The next night was one of the best shows I've ever seen as far as a local band goes, so I'm throwing a Christams party at their next show on the 19th @ The Sunset. Then Ashley and I are throwing a pre Xmas shindig in Utah when I go down. Mom really had to barter to get me down this year. After the last I wasn't inclined to go.

I got to meet James Apollo who is a musician I admire very much two weeks ago, so that was great. He said he'd keep in touch through facebook and I'm stoked to be in contact.

Also landed a job as an open mic host. Pretty damn cool. More freedom than karaoke hosting, though a totally different vibe. Plus the bar owner and I get on really well. I've got all sorts of ideas to try and help his bar bring in more revenue.

This is my little idiotic life. And I'm living it my way. That's all for now people. I'm fighting off a cold so that I can start in the studio this week. So I'm back to resting, if not sleeping. Then it's back to work on something.

Love sent into the universe.

3 comments:

  1. I'm so happy and proud of you. It sounds like you are entering a really strong, productive, good time in your life.

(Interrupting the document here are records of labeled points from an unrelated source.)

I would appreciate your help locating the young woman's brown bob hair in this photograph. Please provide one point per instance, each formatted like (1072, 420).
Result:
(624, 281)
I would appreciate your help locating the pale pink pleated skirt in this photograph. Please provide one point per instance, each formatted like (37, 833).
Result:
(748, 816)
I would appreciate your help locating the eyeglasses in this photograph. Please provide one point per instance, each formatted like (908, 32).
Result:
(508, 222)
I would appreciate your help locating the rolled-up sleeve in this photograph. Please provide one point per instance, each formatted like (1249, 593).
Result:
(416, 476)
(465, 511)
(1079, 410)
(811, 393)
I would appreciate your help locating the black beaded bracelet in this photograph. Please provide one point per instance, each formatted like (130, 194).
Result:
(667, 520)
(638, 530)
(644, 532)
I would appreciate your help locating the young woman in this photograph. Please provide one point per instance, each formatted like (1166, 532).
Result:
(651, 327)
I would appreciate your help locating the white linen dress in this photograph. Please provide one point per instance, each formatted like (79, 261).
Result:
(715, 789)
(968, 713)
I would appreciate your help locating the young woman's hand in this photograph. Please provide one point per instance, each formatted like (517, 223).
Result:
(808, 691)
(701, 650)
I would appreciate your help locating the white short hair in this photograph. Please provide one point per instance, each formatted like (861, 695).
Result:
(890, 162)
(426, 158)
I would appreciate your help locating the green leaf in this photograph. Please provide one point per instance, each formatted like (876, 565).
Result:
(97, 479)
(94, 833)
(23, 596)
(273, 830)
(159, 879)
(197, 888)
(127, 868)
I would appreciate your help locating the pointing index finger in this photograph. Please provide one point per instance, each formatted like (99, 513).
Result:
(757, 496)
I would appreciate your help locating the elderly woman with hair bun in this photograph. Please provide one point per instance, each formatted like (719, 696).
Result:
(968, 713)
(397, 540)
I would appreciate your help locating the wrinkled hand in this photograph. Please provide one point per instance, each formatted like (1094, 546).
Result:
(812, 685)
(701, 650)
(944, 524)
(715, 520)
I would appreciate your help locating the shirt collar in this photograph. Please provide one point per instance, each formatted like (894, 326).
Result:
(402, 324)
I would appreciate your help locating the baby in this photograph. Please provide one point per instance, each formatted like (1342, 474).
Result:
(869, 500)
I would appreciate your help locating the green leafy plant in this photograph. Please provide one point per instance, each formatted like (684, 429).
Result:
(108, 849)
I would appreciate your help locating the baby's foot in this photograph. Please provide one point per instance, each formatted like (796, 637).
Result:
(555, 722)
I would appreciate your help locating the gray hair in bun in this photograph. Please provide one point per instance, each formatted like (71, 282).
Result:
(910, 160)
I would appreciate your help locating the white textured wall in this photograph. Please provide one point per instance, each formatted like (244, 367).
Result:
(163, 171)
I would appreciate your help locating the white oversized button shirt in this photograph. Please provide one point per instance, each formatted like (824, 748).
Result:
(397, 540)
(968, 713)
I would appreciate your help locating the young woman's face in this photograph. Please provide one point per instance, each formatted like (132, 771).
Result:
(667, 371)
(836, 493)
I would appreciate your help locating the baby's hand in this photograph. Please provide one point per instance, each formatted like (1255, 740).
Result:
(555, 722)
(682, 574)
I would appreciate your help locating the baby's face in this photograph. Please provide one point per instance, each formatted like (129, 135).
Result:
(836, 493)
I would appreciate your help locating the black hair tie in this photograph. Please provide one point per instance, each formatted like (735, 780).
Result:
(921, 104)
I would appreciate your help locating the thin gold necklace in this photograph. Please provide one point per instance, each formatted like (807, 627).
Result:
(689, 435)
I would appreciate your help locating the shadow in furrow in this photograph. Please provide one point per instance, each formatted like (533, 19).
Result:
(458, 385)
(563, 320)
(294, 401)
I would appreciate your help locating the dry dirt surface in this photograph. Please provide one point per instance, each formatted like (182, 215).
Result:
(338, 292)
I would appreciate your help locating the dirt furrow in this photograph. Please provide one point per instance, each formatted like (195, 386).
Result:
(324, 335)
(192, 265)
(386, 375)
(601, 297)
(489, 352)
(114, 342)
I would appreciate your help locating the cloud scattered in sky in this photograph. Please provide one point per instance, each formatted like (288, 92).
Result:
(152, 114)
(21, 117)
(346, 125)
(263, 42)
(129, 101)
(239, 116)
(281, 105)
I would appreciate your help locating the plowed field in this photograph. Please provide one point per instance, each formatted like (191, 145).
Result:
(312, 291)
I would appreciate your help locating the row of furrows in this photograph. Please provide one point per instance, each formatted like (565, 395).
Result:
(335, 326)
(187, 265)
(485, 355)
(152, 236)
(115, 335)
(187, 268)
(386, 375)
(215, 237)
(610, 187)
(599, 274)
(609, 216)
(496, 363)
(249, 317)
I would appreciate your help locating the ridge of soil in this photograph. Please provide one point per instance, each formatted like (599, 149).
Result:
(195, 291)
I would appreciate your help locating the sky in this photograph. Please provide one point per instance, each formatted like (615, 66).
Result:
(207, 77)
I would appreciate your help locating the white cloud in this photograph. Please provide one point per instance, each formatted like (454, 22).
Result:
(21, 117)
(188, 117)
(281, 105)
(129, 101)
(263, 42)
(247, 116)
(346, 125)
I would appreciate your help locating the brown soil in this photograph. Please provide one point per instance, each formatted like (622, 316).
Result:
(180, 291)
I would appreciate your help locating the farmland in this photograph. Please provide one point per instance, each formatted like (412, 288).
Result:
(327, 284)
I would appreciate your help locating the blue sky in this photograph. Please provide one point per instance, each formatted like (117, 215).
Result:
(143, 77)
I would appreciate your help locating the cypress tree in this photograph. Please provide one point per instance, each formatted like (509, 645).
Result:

    I will definitely buy the CD when it comes out. Don't forget to let me know the details.

    Happy holidays! Love from this portion of the Universe, returned.

    SB

    ReplyDelete
  2. SB-

    It's amazing how much stronger and productive I feel these days.

    Really, a 180. I haven't really felt this free since before Alastair. (aka 18) I'm allowing myself to let go of the baggage some, and enjoying my friends and submerging myself in stuff that makes me feel worth while. I think it's what I needed... I just wish I hadn't had to walk through that valley to get here. But in honesty I'm thankful for what I've learned. (Maybe Johnny is too.) Aaaaand maybe he hates my guts. I really hope not though. I still care for his feelings.

    Anyway, blah, happy holidays darling! Sure do love my funny blogging friend! :)

    ReplyDelete
  3. Love returned. Happy holidays to you, too! It makes me happy to know you are feelings so well about life currently.